News
Skype Spam Delivers Trojan - expert comment
May 2016 by Simon Crosby, CTO and co-founder at endpoint security firm, Bromium
Users of Skype are being warned of a spam campaign that attempts to install malicious code on their systems. These spam messages looks as though they have come from someone the user knows, but actually reads data from the infected system and links it to a Botnet, allowing the attackers to control it. Skype has said it’s not been able to get in touch with the owners of the compromised web server used in the attack, which means that the campaign is still affecting users.

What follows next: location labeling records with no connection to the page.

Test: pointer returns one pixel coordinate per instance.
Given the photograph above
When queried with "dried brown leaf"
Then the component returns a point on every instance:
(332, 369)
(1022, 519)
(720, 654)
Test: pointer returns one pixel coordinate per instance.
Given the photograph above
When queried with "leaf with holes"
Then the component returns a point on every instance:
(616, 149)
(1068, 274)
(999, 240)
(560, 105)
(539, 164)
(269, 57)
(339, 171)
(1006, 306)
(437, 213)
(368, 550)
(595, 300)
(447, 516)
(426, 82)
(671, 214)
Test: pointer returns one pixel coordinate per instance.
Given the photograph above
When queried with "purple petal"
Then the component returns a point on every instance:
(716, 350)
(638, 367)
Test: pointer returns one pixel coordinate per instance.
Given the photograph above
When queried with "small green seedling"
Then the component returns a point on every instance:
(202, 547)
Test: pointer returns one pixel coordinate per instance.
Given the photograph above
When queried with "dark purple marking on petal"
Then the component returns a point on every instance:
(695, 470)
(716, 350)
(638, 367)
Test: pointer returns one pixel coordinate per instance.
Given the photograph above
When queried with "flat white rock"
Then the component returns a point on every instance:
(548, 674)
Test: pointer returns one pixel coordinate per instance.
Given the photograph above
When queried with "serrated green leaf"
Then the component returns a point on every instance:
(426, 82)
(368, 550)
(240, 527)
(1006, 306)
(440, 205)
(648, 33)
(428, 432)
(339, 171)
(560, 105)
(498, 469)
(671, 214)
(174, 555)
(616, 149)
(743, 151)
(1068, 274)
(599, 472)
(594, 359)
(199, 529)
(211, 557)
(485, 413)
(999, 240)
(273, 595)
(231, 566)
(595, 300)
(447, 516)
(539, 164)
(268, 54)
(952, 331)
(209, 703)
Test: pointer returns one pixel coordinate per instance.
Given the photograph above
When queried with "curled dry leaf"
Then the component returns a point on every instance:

Commenting on this, Simon Crosby, CTO and co-founder at Bromium said: "Creating a malicious website isn’t enough - you have to generate traffic to it. This is just one of a number of inventive methods that attackers will use to get more hits. No matter whether the user chances upon a malicious website, or clicks something that takes them there, the browsing must be isolated. Allowing un-isolated browsing on corporate systems is a losing game. Any application that can deliver media, files or executables to an endpoint from untrusted parties should be regarded as a vector of attack. The only safe way that such applications should be allowed to run on enterprise endpoints is in the presence of technology that will hardware-isolate the execution of any untrusted content, ensuring that if malware is delivered from the application it cannot make any changes to the system, access enterprise networks or data, and attack enterprise sites."